We choose to use CamelCasing because this is the casing used by AWS services. As a result, we don’t have to do any translation from CamelCasing to snake_casing. We can use the response values exactly as they are returned from AWS services.

This also means that if you are reading the AWS API documentation for services, the names and casing referenced there will match what you would provide to botocore. For example, here’s the corresponding API documentation for dynamodb.describe_table <http://docs.aws.amazon.com/amazondynamodb/latest/APIReference/API_DescribeTable.html>__.

Use pytest over nose

For many years py.test and nose coexisted as Python unit test frameworks in addition to std. Python unittest. Nose was developed by Mozilla and was popular for quite some time. In 2015 Mozilla switched from nose to pytest.
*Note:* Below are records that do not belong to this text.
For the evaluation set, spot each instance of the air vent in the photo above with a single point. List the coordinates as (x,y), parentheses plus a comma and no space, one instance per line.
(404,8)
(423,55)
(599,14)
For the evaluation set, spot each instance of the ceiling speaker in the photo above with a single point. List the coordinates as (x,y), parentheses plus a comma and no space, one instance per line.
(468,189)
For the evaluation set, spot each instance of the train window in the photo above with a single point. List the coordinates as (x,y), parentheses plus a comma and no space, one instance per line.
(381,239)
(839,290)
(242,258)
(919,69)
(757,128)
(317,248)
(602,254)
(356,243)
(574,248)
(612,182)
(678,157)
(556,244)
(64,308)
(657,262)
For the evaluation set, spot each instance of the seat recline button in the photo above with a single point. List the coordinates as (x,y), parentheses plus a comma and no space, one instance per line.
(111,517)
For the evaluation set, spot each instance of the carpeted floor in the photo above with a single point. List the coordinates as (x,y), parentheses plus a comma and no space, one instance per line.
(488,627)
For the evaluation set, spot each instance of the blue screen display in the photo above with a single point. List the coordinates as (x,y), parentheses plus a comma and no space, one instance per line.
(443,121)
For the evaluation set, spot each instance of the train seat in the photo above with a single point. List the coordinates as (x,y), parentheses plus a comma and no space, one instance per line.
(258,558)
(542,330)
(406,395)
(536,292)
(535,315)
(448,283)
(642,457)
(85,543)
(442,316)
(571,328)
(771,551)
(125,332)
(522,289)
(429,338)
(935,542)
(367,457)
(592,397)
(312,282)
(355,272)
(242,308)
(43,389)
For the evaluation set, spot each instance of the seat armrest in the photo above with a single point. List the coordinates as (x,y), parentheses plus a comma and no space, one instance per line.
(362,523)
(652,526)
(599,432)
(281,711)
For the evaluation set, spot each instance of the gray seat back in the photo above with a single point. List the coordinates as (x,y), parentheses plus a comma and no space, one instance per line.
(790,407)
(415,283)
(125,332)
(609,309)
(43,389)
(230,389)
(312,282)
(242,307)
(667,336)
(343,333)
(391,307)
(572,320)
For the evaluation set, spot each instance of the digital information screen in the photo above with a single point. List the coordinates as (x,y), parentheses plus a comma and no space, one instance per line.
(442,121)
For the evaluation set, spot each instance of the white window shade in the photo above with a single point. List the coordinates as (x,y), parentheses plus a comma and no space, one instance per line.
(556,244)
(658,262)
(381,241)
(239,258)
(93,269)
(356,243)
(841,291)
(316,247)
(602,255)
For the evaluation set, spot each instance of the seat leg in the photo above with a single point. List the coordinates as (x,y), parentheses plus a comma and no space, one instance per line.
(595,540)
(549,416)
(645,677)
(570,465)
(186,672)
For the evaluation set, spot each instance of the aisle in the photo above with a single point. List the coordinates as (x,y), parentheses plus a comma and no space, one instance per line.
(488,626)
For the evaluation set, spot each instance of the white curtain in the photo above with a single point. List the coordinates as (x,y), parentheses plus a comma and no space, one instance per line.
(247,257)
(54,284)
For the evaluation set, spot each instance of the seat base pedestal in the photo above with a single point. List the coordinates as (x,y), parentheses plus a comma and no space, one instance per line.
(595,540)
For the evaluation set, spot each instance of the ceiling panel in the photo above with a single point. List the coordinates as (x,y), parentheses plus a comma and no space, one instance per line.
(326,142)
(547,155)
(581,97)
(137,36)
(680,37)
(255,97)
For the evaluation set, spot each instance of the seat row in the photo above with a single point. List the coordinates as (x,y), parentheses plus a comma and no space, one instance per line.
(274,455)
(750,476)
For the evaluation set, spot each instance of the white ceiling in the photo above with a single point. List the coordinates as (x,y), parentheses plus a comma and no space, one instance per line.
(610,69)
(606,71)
http://mathieu.agopian.info/presentations/2015_06_djangocon_europe/

There are many arguments in favour of pytest. For us the most important is pytest fixtures which provides us with a reliable and reusable mechanism to prepare and cleanup resources used during testing.

Capturing of log output during test

In our tests we use a logcapture fixture from fink_testtools.helpers to capture log output. The fixture use the textfixtures package under the hood.

use it like this:

logcapture.check(
    ('root', 'INFO', 'a message'),
    ('root', 'ERROR', 'another error'),
)

or:

records = list(logcapture.actual())
assert records[0][2] == 'a message'

details here: http://testfixtures.readthedocs.io/en/latest/logging.html

Use Sphinx, Readthedocs, and Markdown for documentation

Many, many documentation tools populate this space since it is so easy to come up with something. However for Open Source projects Readthedocs is the dominant platform to host the documentation.
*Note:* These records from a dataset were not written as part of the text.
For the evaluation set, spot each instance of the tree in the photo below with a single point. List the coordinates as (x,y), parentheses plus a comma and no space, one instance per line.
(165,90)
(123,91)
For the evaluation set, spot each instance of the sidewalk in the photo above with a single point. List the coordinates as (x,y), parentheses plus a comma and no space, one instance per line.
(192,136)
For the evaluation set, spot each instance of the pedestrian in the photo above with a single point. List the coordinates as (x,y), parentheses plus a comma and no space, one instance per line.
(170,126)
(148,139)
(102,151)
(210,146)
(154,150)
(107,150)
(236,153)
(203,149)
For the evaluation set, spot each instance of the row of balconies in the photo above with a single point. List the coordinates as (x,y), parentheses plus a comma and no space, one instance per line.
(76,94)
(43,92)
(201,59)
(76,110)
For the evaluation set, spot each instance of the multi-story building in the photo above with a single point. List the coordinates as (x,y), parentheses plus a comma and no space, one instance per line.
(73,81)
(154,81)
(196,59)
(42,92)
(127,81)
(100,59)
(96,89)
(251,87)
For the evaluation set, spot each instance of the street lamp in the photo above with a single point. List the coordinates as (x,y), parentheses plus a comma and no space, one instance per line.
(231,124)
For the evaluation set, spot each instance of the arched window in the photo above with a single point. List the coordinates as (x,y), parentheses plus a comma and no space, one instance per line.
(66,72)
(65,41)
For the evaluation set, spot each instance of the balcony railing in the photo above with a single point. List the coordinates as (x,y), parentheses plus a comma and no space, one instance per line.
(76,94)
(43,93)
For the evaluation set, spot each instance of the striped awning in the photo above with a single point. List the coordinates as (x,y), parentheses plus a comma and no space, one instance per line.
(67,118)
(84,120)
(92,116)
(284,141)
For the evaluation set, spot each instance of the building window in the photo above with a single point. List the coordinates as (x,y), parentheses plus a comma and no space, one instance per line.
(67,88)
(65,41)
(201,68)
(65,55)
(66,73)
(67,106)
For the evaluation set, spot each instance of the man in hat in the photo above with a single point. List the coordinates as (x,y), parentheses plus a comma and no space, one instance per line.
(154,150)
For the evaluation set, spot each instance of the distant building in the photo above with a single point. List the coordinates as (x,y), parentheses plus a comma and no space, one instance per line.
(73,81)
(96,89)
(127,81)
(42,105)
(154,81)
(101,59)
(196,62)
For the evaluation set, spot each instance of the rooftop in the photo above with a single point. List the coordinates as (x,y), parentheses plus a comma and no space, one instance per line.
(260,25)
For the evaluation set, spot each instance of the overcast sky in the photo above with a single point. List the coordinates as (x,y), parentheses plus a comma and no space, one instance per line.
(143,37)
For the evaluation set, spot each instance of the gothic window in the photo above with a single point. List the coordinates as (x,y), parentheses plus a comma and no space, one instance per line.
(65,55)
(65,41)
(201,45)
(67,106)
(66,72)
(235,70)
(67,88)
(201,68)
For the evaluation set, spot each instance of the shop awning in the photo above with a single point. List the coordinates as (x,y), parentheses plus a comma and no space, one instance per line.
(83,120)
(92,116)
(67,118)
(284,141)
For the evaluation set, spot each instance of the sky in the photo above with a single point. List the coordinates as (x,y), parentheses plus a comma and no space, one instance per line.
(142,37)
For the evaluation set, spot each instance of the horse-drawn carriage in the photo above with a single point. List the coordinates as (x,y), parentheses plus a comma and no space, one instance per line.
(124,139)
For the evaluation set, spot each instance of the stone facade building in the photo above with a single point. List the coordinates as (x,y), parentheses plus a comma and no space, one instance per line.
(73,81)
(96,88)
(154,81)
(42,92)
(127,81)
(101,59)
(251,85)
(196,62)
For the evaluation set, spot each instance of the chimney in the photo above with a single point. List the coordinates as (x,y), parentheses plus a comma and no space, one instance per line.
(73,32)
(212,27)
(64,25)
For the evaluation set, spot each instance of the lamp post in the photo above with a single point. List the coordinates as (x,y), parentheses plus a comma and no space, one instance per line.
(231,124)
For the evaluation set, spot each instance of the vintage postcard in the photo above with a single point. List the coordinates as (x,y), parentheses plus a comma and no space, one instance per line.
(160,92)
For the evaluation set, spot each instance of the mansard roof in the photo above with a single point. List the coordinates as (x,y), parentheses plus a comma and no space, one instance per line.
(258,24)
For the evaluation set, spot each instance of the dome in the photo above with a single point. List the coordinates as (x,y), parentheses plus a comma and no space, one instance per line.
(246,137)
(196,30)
The Sphinx is the Python std. docu tool. In combination with markdown tools set is a very convenient way to create Readthedocs conform documentation.

Keep a changelog

We where already keeping a changelog which “almost” followed the guide. In June 2017 we decided to make the format more explicit.

The fink changelog format is defined here: http://keepachangelog.com/en/1.0.0/

Use docopt to build the command line interface

There is a never-ending discussion going about pros and cons of CLI tools for Python. Some of these tools are contained in the Python std. library, some are independent open source library additions. At the moment the most popular tools are Optparse, Argparse, Click, and Docopt

https://www.youtube.com/watch?v=pXhcPJK5cMc

We decided to use docopt for out command line interface because it is simple and very flexible. In addition we developed a dispatch mechanism to ease the docopt usage and to make the fink CLI commands testable.
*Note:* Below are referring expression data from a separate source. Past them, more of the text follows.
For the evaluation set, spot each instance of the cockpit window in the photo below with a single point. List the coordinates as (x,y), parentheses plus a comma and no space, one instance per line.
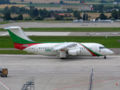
(101,47)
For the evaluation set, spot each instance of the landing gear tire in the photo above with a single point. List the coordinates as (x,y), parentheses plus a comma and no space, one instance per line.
(105,57)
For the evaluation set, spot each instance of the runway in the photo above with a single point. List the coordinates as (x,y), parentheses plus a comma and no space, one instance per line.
(51,73)
(67,33)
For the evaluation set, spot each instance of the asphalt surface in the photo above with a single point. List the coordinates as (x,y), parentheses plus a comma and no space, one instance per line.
(41,24)
(51,73)
(67,33)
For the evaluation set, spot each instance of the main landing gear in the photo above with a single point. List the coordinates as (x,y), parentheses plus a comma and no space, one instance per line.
(105,57)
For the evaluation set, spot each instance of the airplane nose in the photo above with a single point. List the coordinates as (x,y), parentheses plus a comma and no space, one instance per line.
(110,52)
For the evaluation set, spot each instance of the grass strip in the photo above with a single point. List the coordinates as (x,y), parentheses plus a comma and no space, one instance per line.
(109,42)
(67,29)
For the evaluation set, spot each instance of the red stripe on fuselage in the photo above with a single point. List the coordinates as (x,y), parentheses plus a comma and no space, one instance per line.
(23,46)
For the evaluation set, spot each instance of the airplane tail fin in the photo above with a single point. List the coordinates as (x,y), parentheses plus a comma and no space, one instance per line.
(18,36)
(21,41)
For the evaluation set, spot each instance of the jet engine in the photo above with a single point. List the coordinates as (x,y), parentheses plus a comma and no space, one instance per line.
(74,52)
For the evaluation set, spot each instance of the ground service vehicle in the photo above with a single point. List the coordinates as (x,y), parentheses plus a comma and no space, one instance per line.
(3,72)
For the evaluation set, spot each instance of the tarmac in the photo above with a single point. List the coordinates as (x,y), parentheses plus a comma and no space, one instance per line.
(51,73)
(59,24)
(106,34)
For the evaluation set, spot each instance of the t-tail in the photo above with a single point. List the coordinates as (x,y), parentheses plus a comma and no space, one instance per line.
(21,41)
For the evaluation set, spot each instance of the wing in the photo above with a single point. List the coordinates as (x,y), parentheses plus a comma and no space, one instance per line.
(64,46)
Using Maya: Datetimes for Humans

We had some issues in the past using datetimes correctly across different timezones and locales. finklabs SRE team took an initiative to improve the situation and we. We looked into pytz and maya. Maya had a convincing offering and is maintained by Kenneth Reitz so we decided to use it for datetime handling within fink.

Plugin mechanism

fink uses entry points similar to pluggy to find installed plugins

For communication with the plugin we use Blinker signals. This helps us to decouple the fink code base from plugin code and vice-versa. Blinker is of cause only one way to do that. Blinker is fast, simple, well documented, etc. so there are some popular frameworks using it (Flask, Pelican, ...).

Config handling using openapi

A wide area of fink functionality is related to configuration:

  • default values for tools and plugins
  • validation of configuration
  • scaffolding of minimal (required properties) configuration
  • sample of complete configuration
  • documentation of configuration

To cover all this fink configuration usecases we decided to use the openapi specifications. Using openapi alows us to build on existing workflows and tooling.